Record any names for your feature.
Open up the lunar image and measure the length of a shadow. Just use the x,y coordinate. Convert the pixel to angular distance in the sky and then into kilometers using the distance to the moon and the small angle equation. (Use the Range recorded before.)
To check your conversion from pixel to distance on the lunar surface is correct, pick several craters in the image with sharp, well-defined rims or walls. Measure and record the size of these craters in their longest dimension (which will probably be top-to-bottom). Calculate their sizes. Compare them with a list of known sizes.
If your image covers an area near the center of the lunar disk (i.e. a spot midway between the northern and southern limbs, and midway between the eastern and western limbs), then you should find your crater sizes to be close to that listed, but if your image shows an area far from the middle of the disk, then it will be tilted -- the lunar surface is not face-on to the camera. In that case, you will have to make a correction for the fact you are seeing the crater tilted.
How do we correct for this tilt?

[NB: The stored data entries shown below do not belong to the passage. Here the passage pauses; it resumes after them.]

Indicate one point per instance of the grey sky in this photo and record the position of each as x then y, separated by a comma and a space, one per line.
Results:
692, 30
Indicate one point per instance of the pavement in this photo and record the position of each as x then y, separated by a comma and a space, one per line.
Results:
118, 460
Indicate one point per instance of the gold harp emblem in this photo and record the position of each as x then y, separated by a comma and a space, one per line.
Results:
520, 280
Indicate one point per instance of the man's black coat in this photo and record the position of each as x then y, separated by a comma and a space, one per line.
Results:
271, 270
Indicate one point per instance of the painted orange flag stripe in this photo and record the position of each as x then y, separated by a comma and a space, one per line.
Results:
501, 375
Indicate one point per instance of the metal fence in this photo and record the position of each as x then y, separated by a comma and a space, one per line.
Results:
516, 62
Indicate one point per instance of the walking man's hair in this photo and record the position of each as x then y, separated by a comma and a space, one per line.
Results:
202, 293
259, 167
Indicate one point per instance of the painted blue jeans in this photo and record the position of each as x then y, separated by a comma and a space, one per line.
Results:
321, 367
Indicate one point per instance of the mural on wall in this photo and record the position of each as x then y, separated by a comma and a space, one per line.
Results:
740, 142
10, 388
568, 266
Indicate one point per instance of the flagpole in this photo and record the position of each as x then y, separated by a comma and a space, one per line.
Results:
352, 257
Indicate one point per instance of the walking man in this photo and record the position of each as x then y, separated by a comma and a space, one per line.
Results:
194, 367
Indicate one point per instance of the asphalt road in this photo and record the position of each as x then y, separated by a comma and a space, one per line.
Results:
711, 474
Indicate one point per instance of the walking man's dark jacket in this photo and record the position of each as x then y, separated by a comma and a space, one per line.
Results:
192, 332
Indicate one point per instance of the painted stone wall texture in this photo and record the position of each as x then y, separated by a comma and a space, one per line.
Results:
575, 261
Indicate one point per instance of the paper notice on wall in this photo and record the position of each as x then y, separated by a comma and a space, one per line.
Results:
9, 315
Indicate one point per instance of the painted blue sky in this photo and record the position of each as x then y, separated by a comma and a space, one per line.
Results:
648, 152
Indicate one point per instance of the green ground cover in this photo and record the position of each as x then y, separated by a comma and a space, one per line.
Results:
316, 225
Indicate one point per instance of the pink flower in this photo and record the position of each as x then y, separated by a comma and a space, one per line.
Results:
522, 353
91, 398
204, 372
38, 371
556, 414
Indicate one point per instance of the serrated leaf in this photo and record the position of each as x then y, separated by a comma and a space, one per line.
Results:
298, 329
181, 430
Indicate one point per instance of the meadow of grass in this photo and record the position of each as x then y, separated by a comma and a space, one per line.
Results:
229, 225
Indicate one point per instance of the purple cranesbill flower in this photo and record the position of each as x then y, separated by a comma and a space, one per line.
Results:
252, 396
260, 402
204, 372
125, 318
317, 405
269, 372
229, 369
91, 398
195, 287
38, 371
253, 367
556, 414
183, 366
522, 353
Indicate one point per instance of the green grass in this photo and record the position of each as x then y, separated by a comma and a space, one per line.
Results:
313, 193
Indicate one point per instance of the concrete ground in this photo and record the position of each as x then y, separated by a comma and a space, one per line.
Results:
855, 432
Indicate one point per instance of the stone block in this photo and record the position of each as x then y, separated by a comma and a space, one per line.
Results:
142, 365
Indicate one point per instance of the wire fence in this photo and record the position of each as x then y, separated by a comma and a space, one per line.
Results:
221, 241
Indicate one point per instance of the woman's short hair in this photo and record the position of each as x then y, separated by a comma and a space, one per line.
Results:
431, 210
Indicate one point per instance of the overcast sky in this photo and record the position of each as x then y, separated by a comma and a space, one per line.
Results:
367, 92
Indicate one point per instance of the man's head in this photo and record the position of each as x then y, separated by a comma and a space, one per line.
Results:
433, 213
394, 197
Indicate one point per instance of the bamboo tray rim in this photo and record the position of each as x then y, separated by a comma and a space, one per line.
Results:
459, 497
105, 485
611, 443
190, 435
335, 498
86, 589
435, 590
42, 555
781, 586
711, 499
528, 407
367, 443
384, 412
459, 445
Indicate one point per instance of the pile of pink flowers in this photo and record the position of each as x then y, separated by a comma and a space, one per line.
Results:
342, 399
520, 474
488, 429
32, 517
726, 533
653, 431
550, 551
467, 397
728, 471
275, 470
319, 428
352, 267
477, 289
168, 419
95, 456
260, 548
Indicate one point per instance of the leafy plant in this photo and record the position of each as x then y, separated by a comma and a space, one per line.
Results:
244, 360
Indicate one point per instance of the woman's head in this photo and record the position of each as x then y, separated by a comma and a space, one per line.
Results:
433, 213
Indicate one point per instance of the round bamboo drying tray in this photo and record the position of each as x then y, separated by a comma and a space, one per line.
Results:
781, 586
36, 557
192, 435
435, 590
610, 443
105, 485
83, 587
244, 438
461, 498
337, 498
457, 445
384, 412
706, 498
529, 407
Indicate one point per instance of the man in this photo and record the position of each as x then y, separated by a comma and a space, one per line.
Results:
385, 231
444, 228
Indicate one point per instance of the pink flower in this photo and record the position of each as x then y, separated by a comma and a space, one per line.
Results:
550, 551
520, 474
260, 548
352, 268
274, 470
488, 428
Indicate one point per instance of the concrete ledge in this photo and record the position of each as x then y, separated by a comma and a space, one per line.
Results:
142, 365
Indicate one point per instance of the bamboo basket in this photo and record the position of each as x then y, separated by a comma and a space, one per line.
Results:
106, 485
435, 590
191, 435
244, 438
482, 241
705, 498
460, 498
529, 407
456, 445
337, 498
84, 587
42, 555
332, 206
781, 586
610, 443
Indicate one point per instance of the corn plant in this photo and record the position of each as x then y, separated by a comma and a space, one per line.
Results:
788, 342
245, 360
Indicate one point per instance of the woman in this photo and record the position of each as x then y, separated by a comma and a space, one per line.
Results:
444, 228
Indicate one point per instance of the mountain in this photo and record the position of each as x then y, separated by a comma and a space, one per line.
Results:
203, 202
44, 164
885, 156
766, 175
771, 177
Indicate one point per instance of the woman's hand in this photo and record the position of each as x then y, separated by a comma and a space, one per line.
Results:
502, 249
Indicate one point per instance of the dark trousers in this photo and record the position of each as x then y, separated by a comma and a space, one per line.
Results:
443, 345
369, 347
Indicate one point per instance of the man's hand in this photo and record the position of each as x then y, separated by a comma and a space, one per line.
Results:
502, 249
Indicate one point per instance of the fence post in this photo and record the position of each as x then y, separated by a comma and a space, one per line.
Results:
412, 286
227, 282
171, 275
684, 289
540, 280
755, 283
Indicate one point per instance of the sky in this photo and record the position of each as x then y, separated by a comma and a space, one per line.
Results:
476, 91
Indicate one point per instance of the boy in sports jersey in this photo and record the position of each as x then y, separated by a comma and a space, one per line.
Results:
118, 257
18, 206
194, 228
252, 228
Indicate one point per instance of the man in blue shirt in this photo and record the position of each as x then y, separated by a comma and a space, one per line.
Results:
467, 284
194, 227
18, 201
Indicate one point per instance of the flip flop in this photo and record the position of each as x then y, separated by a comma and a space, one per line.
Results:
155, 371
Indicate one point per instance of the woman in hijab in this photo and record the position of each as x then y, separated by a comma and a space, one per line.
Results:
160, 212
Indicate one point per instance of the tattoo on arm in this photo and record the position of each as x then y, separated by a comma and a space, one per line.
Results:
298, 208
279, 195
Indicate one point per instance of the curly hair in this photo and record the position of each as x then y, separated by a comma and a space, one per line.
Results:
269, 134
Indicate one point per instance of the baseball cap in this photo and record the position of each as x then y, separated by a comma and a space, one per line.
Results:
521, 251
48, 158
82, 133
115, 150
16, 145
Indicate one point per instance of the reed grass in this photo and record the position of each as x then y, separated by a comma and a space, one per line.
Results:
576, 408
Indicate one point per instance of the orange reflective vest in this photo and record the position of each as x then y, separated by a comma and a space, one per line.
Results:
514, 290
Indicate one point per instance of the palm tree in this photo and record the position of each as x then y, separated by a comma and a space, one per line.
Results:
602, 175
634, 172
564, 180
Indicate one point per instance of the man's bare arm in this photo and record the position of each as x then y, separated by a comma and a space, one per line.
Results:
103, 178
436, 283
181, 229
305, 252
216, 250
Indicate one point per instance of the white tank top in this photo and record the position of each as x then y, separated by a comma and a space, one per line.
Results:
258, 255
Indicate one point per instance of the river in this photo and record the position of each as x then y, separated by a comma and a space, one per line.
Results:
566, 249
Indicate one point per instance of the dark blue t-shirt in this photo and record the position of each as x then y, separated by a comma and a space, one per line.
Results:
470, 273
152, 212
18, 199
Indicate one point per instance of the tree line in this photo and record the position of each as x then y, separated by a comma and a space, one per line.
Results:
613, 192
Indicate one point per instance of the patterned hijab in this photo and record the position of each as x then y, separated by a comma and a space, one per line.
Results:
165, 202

Envision the moon and you looking at it:
In the picture below you are viewing two shadows. Each shadow is the same size [42 pixels]. You see the entire 42 pixel length of the one in the center of the moon but the one closer to the edge (limb) of the moon measures only 35 pixels. Thus a picture of center of the lunar disk has little or foreshortening because the lunar surface is roughly face-on to the camera. But a picture of any other area will be tilted with respect to the camera; the closer the area is to the limb of the moon, the larger the tilt.

You will need to correct for this foreshortening.
Use the lunar latitude and longitude of your mountain in the following formula:
tilt correction factor = 1/ (cos(latitude) x cos(longitude))
The correction factor is always larger than 1. Multiply your shadow length (in km) by this factor, to get the corrected shadow length (also in km).
As a check, use this same factor to correct the measured diameters of craters in your image; compare to the known diameters of the craters. How close are your measurements to the listed diameters?
Now you know the size of the shadow you can find the height of the mountain, - if you know the angle of the Sun. See the figure below
The simplest way to the sun angle is to measure the number of degrees
between the feature and the terminator (as long as they are less than 90
degrees apart) and multiply by 0.01*(100 - |feature latitude) as a substitute
for the solar angle.
Sun angle = (feature longitude -terminator longitude) x .01 x (100 - |feature latitude|)
Shadows are prominent (and most easily measured) when the local solar angle is about 15 degrees or less.
Calculate the height of your feature.
height = shadow length x tan (Sun angle)
Can you find another source, which lists the height of your mountain, or other pictures of your mountain? SeeThe description of your mountain should have its location, name (if you know it) and a run-down on how you go its height. You might even include a sketch.
Be sure to answer all the questions above.
When you find the official values or other information, like the height of Brasstown Bald, you need to say where you got the information - reference, URL, etc.